Detecting Research Groups

Introduction

This heuristical approach to the detection of research groups within co-author networks follows the example of SciSight and uses the Ego-Splitting Frawework to create overlapping clusters of authors.

Imports and Login
import pandas as pd
from ipycytoscape import *
import networkx as nx
from karateclub import EgoNetSplitter
from funcy import select, walk_values
Load data
df_edges = pd.read_csv(INPUT_FILE_EDGES)

Cluster research groups

Cluster research groups
# build networkx graph from pandas edge list
G = nx.from_pandas_edgelist(df_edges)
# get largest connected component and extract subgraph
components = sorted(nx.connected_components(G), key=len, reverse=True)
S = G.subgraph(components[0]).copy()
Sp = nx.convert_node_labels_to_integers(S, label_attribute="openalex_id")

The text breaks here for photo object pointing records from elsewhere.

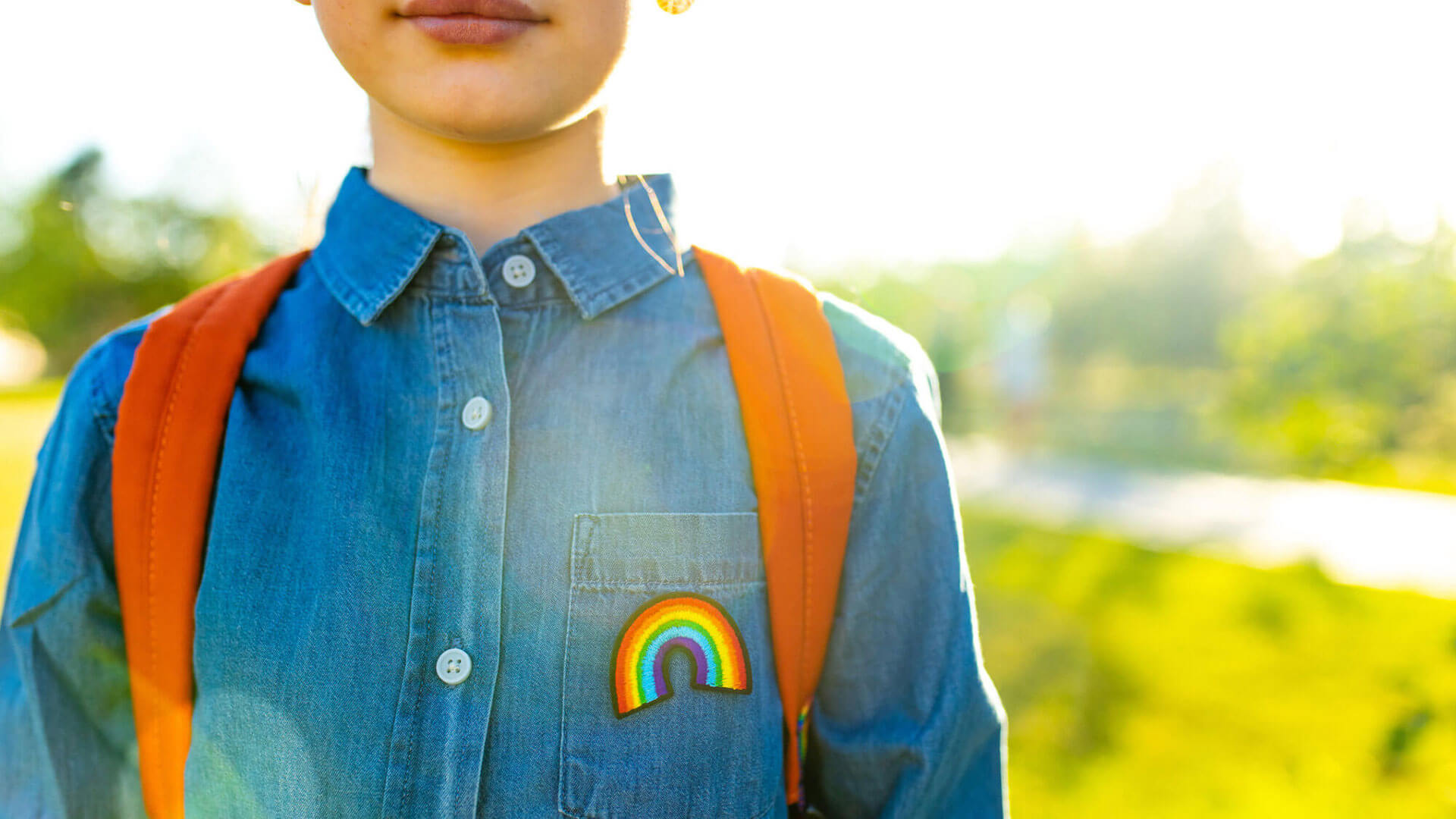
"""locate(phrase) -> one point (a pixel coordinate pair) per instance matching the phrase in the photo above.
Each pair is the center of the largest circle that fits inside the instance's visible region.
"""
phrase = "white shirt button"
(453, 667)
(476, 413)
(519, 270)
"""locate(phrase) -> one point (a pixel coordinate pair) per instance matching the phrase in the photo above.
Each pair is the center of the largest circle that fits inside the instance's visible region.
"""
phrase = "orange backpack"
(174, 411)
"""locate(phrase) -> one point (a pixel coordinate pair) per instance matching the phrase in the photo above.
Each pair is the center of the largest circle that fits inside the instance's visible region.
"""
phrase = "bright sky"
(819, 130)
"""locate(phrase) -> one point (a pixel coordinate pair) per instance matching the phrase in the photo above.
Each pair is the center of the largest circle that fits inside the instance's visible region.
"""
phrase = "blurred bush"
(1197, 346)
(80, 261)
(1144, 682)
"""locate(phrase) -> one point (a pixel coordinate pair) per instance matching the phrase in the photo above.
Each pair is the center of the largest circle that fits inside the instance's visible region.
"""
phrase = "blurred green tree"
(88, 261)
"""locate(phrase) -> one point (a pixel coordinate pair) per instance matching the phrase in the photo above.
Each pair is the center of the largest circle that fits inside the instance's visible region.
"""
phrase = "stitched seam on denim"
(101, 411)
(880, 435)
(565, 665)
(446, 369)
(587, 585)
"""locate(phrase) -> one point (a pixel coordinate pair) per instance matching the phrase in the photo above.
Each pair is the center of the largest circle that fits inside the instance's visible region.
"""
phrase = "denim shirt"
(449, 482)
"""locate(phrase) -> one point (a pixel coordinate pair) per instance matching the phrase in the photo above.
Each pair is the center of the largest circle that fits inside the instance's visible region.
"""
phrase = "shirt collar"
(373, 246)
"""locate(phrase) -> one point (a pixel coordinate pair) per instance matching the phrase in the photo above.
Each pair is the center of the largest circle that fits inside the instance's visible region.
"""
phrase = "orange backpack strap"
(801, 442)
(169, 428)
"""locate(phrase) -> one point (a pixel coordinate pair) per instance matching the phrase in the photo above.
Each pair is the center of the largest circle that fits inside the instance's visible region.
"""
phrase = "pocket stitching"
(584, 531)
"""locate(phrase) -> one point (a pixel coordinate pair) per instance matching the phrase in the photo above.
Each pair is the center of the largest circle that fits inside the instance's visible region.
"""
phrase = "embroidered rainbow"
(669, 623)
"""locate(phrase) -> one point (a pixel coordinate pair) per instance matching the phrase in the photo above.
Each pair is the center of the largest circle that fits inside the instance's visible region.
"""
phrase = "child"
(481, 425)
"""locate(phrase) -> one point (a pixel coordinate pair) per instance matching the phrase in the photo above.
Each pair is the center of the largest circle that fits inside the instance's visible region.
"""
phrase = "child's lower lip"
(469, 28)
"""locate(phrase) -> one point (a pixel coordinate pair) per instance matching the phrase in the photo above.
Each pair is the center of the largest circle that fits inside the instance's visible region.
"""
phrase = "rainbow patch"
(679, 621)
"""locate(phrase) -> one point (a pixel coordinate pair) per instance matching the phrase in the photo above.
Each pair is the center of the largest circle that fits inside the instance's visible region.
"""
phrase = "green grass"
(1144, 682)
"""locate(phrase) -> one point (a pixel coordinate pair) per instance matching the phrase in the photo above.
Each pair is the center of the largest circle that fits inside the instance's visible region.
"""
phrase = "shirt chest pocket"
(670, 706)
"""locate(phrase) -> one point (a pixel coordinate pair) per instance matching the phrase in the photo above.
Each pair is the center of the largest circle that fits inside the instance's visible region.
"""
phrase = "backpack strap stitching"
(777, 344)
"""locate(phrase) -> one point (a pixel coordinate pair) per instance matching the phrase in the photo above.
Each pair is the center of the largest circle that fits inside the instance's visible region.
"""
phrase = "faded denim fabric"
(362, 528)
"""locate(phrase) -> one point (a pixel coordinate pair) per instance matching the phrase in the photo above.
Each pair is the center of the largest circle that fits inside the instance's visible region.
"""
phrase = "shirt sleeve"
(906, 720)
(67, 736)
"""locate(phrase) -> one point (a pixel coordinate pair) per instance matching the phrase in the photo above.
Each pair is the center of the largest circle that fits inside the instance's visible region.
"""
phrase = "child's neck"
(490, 190)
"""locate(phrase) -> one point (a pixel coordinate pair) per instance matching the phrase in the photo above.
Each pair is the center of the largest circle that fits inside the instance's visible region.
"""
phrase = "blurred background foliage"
(82, 261)
(1138, 678)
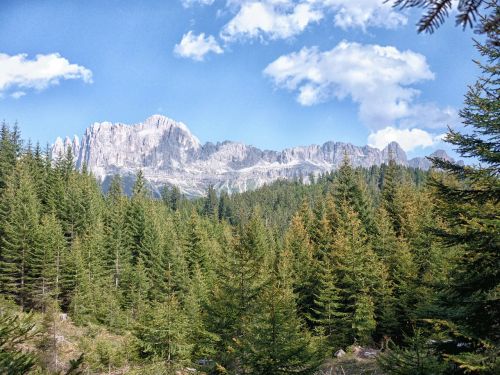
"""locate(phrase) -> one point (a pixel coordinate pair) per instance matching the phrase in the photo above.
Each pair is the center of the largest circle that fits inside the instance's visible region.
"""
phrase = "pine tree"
(467, 200)
(117, 257)
(359, 275)
(8, 154)
(210, 207)
(135, 218)
(394, 252)
(241, 278)
(162, 331)
(305, 265)
(279, 341)
(329, 311)
(46, 261)
(20, 226)
(348, 187)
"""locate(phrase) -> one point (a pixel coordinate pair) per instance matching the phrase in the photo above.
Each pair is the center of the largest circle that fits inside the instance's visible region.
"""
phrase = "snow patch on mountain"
(169, 154)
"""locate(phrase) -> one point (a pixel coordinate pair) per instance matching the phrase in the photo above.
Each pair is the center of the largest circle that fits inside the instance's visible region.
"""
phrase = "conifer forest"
(395, 265)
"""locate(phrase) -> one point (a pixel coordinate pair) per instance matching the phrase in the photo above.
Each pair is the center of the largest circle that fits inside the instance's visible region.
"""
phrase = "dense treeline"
(267, 282)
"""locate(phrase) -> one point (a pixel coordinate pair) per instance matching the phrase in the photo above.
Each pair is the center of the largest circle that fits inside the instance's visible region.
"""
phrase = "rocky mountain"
(167, 153)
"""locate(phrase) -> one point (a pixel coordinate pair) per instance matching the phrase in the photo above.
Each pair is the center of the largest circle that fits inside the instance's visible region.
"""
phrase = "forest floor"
(109, 353)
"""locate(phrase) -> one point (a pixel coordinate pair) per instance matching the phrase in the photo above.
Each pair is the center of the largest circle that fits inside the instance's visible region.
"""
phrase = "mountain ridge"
(169, 154)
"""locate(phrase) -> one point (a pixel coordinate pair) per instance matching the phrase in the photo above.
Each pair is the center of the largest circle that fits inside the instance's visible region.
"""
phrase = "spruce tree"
(242, 274)
(279, 341)
(20, 226)
(468, 201)
(46, 262)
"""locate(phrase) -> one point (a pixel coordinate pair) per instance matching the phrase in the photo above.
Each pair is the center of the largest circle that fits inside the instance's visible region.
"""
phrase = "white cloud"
(379, 79)
(17, 94)
(363, 13)
(197, 46)
(190, 3)
(408, 139)
(45, 70)
(275, 19)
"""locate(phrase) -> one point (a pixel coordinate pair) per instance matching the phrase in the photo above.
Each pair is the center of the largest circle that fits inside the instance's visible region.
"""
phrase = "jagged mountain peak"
(169, 154)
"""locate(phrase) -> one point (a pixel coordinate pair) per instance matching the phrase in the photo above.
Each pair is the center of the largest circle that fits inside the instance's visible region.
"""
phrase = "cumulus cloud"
(190, 3)
(379, 79)
(197, 46)
(408, 139)
(17, 94)
(19, 72)
(275, 19)
(363, 13)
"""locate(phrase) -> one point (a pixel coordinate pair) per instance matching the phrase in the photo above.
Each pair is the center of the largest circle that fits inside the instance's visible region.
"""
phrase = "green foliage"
(417, 357)
(14, 332)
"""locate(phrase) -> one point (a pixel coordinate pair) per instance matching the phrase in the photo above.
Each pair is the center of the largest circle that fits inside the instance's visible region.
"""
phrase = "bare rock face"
(168, 154)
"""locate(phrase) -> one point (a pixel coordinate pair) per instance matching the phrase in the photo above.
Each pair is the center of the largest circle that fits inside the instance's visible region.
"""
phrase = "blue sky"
(271, 73)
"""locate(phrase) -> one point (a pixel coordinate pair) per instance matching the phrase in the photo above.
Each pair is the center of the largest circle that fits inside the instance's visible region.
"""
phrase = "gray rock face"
(168, 154)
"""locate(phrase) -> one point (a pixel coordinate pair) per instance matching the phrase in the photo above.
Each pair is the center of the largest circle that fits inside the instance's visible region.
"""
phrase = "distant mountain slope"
(167, 153)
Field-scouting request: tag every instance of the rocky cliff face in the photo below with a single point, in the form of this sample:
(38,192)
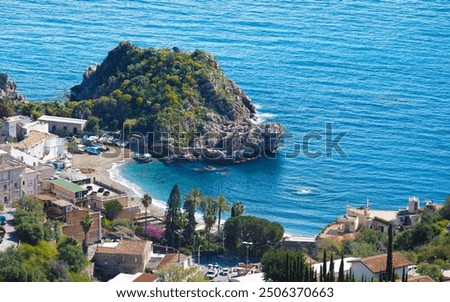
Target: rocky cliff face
(178,92)
(8,90)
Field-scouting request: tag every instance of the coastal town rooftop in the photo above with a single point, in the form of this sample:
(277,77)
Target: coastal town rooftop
(59,119)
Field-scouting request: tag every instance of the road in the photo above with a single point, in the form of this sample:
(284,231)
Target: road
(10,238)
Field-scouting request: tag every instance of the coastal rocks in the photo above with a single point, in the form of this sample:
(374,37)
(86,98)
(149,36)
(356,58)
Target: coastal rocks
(186,102)
(8,90)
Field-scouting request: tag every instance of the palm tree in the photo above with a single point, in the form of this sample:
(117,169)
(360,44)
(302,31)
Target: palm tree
(223,205)
(86,223)
(192,201)
(209,209)
(146,201)
(237,209)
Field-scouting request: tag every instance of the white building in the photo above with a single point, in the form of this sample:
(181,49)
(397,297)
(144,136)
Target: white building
(16,180)
(43,146)
(25,128)
(375,266)
(10,125)
(63,125)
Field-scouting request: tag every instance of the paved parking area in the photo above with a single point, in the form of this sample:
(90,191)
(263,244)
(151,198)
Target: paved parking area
(10,238)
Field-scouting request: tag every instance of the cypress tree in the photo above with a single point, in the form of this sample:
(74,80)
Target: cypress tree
(341,270)
(389,264)
(324,266)
(331,270)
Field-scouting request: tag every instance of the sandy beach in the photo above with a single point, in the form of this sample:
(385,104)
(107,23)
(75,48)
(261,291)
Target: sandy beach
(105,166)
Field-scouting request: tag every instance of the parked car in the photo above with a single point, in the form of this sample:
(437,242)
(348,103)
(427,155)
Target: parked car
(224,272)
(211,274)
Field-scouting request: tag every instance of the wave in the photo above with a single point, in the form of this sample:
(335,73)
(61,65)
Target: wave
(305,191)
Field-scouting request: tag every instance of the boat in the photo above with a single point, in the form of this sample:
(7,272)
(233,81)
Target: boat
(91,150)
(143,158)
(211,169)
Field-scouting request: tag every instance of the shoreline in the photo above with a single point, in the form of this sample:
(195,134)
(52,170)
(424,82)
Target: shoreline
(108,169)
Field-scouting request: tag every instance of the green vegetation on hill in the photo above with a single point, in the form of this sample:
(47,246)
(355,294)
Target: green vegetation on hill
(43,254)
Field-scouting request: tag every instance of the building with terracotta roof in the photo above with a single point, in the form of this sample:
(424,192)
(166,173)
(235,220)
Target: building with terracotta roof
(375,266)
(124,256)
(138,277)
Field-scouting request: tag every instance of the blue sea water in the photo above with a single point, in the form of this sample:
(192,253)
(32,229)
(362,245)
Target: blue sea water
(377,70)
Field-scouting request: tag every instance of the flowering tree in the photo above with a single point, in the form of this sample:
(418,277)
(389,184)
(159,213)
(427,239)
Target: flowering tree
(154,232)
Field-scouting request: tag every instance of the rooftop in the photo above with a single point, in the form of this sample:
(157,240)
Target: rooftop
(377,264)
(59,119)
(171,259)
(61,202)
(68,185)
(420,279)
(15,118)
(33,138)
(124,247)
(138,277)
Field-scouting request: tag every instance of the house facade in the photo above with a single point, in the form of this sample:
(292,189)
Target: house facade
(375,267)
(66,189)
(16,180)
(63,125)
(124,256)
(41,145)
(10,125)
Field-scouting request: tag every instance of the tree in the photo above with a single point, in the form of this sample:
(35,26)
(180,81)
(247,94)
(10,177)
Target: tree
(445,211)
(223,206)
(237,209)
(72,147)
(389,264)
(261,232)
(86,223)
(191,202)
(209,208)
(112,209)
(173,208)
(341,277)
(146,201)
(281,265)
(432,270)
(331,270)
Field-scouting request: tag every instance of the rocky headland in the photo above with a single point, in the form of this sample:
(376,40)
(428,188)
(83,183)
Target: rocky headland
(8,90)
(186,103)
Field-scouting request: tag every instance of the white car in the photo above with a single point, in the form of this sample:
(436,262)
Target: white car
(224,272)
(211,274)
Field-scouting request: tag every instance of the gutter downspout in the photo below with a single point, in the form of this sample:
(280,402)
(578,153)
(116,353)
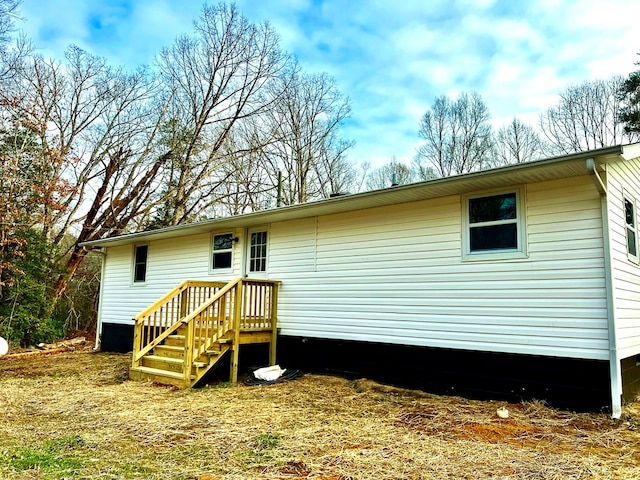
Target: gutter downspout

# fit EgoNetSplitter Model
model = EgoNetSplitter(resolution=EGO_NET_SPLITTER_RES) 
model.fit(Sp)

ms = model.get_memberships()

Save Cluster - Researcher Mappings

Save clusters to file
rgs = select(lambda x: len(x[1]) >= MIN_SIZE_RG, ms)
rgs = walk_values(lambda ns: [Sp.nodes[n]["openalex_id"] for n in ns], rgs)

pd.DataFrame([(k, v) for k,v in rgs.items()], 
            columns=["cluster_id", "oa_researcher_ids"])\
                .to_csv(OUTPUT_FILE_RG_CLUSTER, index=None)